La République des comptables à lunettes – Page 3 | Mediapart

Dans les années 1930, Walter Benjamin s’était penché sur les raisons qui peuvent expliquer cette perte de la capacité de raconter. Selon lui, la compétence narrative des peuples régressait jusqu’à disparaître lorsque l’expérience cessait d’être communicable et que se perdait la faculté d’échanger des expériences. « L’une des raisons de ce phénomène saute aux yeux: le cours de l’expérience a chuté, expliquait Benjamin. Et il semble bien qu’il continue à sombrer indéfiniment… Car jamais expériences acquises n’ont été aussi radicalement démenties que l’expérience stratégique par la guerre de positions, l’expérience économique par l’inflation, l’expérience corporelle par la bataille de matériel, l’expérience morale par les manœuvres des gouvernants. »
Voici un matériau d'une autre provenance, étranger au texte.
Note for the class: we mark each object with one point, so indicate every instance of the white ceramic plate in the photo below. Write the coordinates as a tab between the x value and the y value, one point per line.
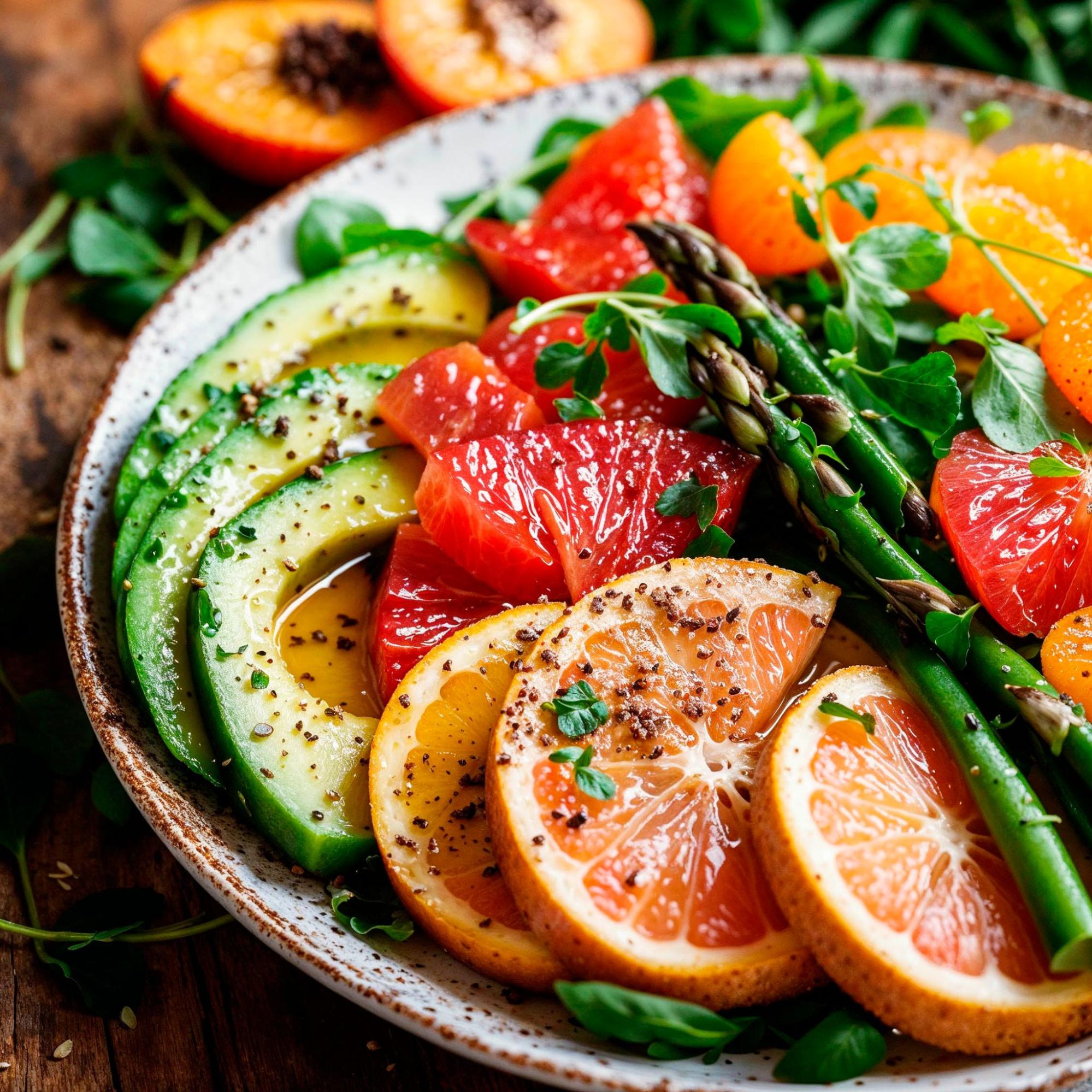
415	984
Ce même phénomène se reproduit aujourd’hui. L’introduction par la télévision de modes de narration « instantanée », devenus à travers le câble et les chaînes du tout info un moyen massif et mondial de transmission des expériences, a contribué de manière décisive à aggraver la crise de narration constatée par Benjamin dans les années 1930. L’expérience économique de l’Etat-providence a été démentie par la mondialisation néolibérale qui délocalise des millions d’emplois, creuse les inégalités. L’expérience du crédit a été démentie par la dérégulation financière, aboutissant à la plus grave crise financière depuis 1930. L’expérience du progrès technologique a été mise en question par la première grande catastrophe nucléaire de Tchernobyl en 1986, qui n’a pas attendu la chute du Mur de Berlin pour réunifier l’Europe sous un même nuage radioactif. L’expérience que les hommes avaient du temps et de l’espace est ridiculisée par la mondialisation médiatique, les nouvelles technologies de l’information et de la communication et l’explosion d’Internet. La possibilité même d’une expérience réelle du corps est mise en question par les mutations génétiques, le clonage, les neurosciences et les biotechnologies.

Mitterrand au bon vieux temps des «forces de progrès».Mitterrand au bon vieux temps des «forces de progrès».© (dr)

Un grand récit devrait rendre compte de ces différentes mutations. C’est un défi lancé à ceux qu’on appelait jadis « les forces de progrès ». C'est un défi narratif lancé à toute la gauche. Est-elle capable de le relever ? Rien n’est moins sûr. L’homo politicus est un voleur de mots. Loin de rendre compte des expériences en cours, il cherche à en modifier la perception.